Spatial Audio Acquisition & Processing
Spatial Audio Processing refers to the processing of multiple signals which are a representation of observations of a sound field. It comprises the sampling of the field, the mathematical signal representation, the analysis, modification and synthesis of signals, and perceptual aspects of aural localization. At IKS, it is our vision to adapt our profound knowledge in adaptive signal processing to the emerging field of spatial audio.
Spatial Audio Acquisition & Ambisonics
The challenge in sampling the sound field is to obtain as much information as needed while using as few as possible sensors. This is only possible by means of appropriate room models incorporating the acoustic wave equation and statistical models. Thus, spatial audio acquisition goes hand in hand with spatial audio representation.

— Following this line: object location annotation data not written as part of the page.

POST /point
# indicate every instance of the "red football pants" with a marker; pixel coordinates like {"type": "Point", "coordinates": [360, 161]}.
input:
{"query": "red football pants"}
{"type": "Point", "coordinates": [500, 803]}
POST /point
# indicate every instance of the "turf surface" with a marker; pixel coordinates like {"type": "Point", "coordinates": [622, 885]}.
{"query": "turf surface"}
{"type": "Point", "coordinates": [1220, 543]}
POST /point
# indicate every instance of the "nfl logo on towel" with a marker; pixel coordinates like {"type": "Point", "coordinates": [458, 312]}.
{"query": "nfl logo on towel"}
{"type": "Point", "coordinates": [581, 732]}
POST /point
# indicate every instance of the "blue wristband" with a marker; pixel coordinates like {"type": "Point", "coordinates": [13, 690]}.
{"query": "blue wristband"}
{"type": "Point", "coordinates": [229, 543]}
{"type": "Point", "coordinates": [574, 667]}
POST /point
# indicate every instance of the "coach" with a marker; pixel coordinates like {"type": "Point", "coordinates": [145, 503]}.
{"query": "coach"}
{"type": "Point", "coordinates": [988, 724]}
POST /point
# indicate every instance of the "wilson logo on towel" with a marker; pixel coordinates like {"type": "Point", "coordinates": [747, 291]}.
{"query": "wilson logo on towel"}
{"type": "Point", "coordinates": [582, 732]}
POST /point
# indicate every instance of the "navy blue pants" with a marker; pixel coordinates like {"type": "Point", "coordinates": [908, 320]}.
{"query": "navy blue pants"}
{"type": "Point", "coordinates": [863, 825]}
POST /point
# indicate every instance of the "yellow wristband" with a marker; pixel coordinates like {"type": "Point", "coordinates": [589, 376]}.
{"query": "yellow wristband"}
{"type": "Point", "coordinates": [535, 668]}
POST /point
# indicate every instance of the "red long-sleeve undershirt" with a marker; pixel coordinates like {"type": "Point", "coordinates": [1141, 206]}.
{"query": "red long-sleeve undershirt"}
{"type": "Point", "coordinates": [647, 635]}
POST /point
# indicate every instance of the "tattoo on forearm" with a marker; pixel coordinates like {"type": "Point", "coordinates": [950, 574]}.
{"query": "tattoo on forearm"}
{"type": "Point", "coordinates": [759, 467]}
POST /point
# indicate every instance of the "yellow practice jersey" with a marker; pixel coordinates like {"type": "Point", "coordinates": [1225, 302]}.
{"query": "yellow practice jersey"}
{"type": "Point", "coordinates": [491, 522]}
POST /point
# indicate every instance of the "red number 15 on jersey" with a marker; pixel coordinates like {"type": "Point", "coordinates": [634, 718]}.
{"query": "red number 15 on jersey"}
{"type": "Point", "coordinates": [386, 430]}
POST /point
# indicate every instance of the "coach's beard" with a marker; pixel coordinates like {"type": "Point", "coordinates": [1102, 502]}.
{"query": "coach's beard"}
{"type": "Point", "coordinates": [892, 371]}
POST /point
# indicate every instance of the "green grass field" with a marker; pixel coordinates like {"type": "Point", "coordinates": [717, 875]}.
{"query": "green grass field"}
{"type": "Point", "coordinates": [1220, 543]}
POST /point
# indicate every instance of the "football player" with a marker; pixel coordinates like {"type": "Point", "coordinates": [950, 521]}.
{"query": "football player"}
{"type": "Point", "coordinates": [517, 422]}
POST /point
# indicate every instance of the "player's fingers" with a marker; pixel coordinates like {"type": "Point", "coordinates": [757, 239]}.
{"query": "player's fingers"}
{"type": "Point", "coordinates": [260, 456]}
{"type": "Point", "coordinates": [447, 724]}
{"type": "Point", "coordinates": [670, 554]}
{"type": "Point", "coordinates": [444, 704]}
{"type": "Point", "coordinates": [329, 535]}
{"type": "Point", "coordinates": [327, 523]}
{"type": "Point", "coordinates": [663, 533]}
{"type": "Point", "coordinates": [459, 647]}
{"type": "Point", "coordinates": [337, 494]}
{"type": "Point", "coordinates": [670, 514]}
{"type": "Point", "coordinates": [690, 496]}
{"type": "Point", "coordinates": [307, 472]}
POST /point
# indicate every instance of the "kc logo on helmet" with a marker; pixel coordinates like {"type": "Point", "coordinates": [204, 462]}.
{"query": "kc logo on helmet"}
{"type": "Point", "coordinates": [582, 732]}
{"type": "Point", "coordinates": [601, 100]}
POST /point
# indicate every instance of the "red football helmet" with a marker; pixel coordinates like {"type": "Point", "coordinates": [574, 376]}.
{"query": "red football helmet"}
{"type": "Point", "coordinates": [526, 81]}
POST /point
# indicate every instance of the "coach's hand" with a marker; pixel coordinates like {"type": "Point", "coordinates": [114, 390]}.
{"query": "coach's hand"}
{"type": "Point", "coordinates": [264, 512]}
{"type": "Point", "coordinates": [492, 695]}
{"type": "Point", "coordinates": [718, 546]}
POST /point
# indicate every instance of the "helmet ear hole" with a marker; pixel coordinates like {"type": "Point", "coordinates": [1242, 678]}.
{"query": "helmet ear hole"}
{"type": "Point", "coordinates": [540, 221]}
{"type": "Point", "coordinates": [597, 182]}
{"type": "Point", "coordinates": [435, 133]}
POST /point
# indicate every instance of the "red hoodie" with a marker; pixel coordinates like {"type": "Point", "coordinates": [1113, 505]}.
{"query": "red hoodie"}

Simple geometric sensor arrangements allow for a systematic and analytic description of the spatial sound characteristics. Therefore, often linear, circular or spherical arrays are used. This is closely related to Beamforming. An Eigenmike® with 32 microphone capsules uniformly distributed on a rigid sphere—see the picture below—belongs to the IKS technical equipment. [Meyer & Elko 2002]
The great advantage of spherical setups is the rotational invariance. The sound recorded using a spherical microphone array can easily be transformed into a domain which makes the sound field representation independent of the actual microphone setup. This format is known as Ambisonics. The basic idea of Ambisonics is attributable to Michael Gerzon but was not substantially impelled until the extension of first order B-Format to Higher Order Ambisonics(HOA) in the mid 90s due to researchers such as Jérôme Daniel amongst others. [Daniel, Nicol & Moreau 2003]
The idea behind Ambisonics is to describe the sound pressure distribution on the surface of an imaginary sphere around a reference point in the sound field. Since the sound wave propagation underlies the principles of the wave equation, the knowledge of the pressure on the surface is sufficient to uniquely determine the pressure in the entire solenoidal interior of the sphere. In mathematical terms this is denoted as the Kirchhoff-Helmholtz Integral [Daniel, Nicol & Moreau 2003]. The simple spherical geometry allows for a implicit solution of the integral.
Spherical Harmonics are used as a set of basis functions in order to transform the pressure distribution on the surface of the sphere into a more abstract representation. These basis functions have an angular dependency. An arbitrary pressure distribution on the sphere can be described as a linear combination of these basis functions. [Rafaely 2015] The first Spherical Harmonic functions up to order 3 are illustrated in the figure below with the radius indicating the functions absolute value per angle and the color indicating the sign. It is noteworthy that the coefficients without elevational dependency are identical to an azimuthal Fourier transform. In analogy to the Fourier transform, the higher the order is, the finer the represented structures on the surface of the sphere are.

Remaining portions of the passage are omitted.